Tighten the Chin Strap
This is the most common adjustment riders need to make their helmets fit better. You can make an otherwise loose helmet fit snugly if you fasten the chin strap accurately.
Make sure the buckle is clasped firmly and that the strap isn’t twisted in the buckle. The buckle itself should rest just to the side of the chin on the jawline. This will give you easy access without preventing the strap from adequately gripping the chin.
Once buckled and tightened, the strap should firmly press against the skin but not so much that it pushes into your throat. If you’re choking yourself and the helmet is still loose, you need a smaller size.
Adjust the Inner Lining
Many helmets these days have either fully removable inner linings or removable parts like cheek and crown pads. Depending on how they attach, they can come out of place. If your helmet starts feeling awkward, try taking the pads out and putting them back in correctly.
Reposition the Helmet
Your helmet might not fit right simply because you’re putting it on wrong.

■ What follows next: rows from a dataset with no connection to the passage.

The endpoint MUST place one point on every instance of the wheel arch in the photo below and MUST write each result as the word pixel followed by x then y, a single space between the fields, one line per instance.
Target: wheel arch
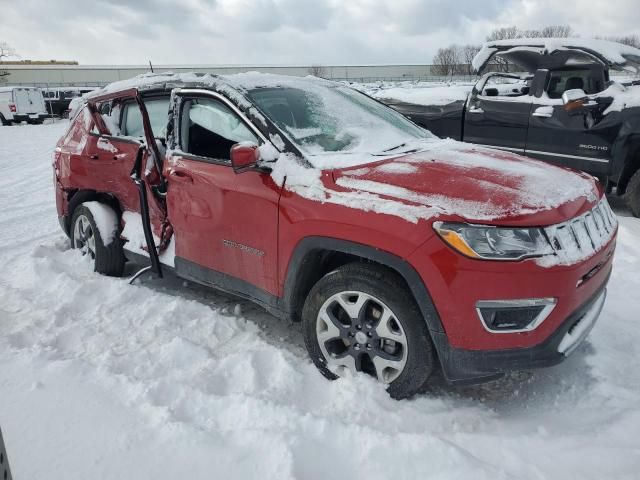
pixel 315 256
pixel 78 197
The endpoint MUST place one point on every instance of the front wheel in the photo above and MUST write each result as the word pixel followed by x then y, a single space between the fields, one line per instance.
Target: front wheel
pixel 102 245
pixel 633 194
pixel 362 319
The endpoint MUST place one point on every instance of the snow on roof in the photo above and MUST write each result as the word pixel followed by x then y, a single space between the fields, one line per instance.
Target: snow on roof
pixel 148 80
pixel 613 53
pixel 438 94
pixel 11 88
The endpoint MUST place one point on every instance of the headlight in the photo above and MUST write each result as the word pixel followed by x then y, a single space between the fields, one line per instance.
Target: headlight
pixel 494 243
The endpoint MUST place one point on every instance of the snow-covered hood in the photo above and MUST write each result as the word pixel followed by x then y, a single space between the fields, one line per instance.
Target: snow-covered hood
pixel 462 181
pixel 535 53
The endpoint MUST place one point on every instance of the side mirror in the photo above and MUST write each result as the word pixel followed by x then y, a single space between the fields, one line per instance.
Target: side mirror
pixel 244 156
pixel 575 95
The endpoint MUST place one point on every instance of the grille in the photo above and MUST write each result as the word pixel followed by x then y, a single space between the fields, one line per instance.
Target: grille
pixel 583 236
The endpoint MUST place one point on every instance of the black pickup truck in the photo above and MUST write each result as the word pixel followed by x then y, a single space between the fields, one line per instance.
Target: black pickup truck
pixel 563 109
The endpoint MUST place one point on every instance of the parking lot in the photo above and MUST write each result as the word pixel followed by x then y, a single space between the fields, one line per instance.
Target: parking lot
pixel 142 381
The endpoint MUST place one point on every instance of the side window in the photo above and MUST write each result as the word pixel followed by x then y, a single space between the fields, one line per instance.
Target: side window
pixel 158 110
pixel 209 128
pixel 110 113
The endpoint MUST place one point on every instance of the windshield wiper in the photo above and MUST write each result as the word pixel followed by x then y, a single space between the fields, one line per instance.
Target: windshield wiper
pixel 394 148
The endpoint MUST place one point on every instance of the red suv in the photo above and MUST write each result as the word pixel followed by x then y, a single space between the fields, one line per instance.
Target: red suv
pixel 398 251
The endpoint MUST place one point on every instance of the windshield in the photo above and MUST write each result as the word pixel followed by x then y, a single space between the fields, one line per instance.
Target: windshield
pixel 323 119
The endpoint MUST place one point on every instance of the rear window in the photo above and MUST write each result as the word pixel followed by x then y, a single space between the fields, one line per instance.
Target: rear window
pixel 158 109
pixel 561 81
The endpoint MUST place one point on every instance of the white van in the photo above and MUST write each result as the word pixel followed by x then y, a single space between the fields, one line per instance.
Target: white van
pixel 22 104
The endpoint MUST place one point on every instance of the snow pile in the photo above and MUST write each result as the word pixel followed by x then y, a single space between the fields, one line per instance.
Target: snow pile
pixel 105 380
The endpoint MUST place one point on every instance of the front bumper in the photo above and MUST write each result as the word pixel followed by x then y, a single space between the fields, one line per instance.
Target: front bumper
pixel 467 367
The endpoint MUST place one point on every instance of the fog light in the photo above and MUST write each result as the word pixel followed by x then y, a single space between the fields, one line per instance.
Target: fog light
pixel 509 316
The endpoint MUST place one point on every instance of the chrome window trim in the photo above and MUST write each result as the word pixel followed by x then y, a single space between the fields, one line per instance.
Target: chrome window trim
pixel 227 102
pixel 548 303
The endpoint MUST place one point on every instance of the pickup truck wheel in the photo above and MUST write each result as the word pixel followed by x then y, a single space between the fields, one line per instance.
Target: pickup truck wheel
pixel 360 318
pixel 633 194
pixel 85 236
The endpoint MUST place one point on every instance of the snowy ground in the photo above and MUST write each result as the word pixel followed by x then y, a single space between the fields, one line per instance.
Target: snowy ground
pixel 102 380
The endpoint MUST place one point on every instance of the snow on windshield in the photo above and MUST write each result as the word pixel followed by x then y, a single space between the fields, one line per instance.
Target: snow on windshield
pixel 333 125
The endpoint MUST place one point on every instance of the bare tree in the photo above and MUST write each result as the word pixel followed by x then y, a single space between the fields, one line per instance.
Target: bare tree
pixel 317 71
pixel 508 33
pixel 556 31
pixel 504 33
pixel 6 51
pixel 446 61
pixel 631 40
pixel 467 54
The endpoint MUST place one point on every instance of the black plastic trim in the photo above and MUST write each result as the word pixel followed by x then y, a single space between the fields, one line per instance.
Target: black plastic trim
pixel 227 283
pixel 301 257
pixel 468 367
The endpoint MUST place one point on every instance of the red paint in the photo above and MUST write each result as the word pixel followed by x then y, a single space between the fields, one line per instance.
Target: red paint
pixel 246 226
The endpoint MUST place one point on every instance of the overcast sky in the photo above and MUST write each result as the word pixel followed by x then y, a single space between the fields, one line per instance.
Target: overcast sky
pixel 284 31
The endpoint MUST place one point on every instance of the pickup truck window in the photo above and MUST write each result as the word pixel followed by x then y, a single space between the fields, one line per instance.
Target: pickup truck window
pixel 210 128
pixel 563 80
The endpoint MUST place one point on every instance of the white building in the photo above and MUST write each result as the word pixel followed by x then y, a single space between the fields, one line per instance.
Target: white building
pixel 98 75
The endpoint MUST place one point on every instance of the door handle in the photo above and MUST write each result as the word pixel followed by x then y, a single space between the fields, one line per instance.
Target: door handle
pixel 180 176
pixel 542 112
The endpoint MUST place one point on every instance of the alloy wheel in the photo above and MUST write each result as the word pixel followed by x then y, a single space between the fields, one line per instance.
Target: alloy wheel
pixel 84 237
pixel 359 333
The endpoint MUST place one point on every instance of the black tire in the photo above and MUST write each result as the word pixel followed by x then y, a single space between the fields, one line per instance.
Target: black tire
pixel 390 290
pixel 108 260
pixel 633 194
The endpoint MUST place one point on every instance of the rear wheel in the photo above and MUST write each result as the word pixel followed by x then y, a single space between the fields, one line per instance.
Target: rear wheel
pixel 633 194
pixel 85 236
pixel 362 319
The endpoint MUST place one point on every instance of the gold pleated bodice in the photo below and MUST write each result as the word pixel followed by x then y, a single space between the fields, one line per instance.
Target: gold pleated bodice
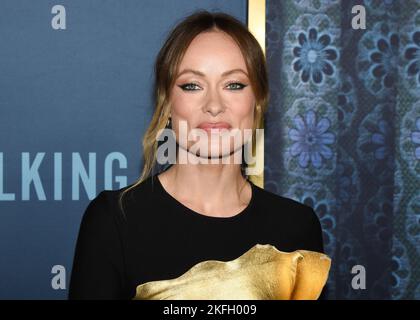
pixel 261 273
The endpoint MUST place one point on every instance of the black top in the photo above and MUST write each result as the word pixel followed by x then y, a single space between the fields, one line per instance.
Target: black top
pixel 159 238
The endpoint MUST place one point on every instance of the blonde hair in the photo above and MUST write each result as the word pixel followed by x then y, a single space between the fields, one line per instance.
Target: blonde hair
pixel 166 68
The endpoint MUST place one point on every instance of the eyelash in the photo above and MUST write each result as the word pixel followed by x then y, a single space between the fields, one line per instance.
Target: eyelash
pixel 184 86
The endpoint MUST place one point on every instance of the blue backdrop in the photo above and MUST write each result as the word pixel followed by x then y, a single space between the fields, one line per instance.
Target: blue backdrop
pixel 74 104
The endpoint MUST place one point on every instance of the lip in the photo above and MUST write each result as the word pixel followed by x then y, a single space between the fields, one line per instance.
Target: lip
pixel 214 125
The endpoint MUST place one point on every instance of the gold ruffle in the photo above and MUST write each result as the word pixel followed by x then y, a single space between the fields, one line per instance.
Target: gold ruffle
pixel 261 273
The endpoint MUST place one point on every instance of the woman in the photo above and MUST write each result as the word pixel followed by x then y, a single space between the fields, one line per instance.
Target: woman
pixel 211 76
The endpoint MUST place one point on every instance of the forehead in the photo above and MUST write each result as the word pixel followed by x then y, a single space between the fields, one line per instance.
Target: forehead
pixel 213 51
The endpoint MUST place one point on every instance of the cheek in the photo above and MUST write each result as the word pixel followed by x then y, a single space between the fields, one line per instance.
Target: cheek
pixel 243 111
pixel 182 107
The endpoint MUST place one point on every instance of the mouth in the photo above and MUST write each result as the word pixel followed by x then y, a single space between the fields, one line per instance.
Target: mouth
pixel 214 126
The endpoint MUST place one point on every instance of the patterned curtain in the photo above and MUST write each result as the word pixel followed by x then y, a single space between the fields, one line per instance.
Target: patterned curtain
pixel 343 134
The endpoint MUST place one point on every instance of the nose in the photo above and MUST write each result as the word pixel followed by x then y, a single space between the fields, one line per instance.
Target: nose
pixel 214 103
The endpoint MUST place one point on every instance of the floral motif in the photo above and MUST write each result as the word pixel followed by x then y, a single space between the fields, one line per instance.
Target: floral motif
pixel 315 5
pixel 310 138
pixel 311 54
pixel 409 61
pixel 377 60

Make sure you’re positioning it correctly before deciding you need a bigger size.
The top should rest firmly against your forehead so that your brow stabilizes it. This means about a finger’s width or so above your eyebrows. If it slips down from that position, it’s too big. If you can’t even get it into that position, it’s probably too small.
The cheek pads should press up against your cheekbones so that the helmet feels stable and firmly in place without hurting.
Lastly, no part of your helmet should block your vision. Your eyes should be entirely within the face shield so you can move your eyes around and still see.
If the helmet slips so that it begins to cover your eyes or slides into your field of vision when you turn your head, you need a different size.
By making proper adjustments and getting the appropriate size and shape, you can make your helmet fit just right. Not only will it be more comfortable, but safer too.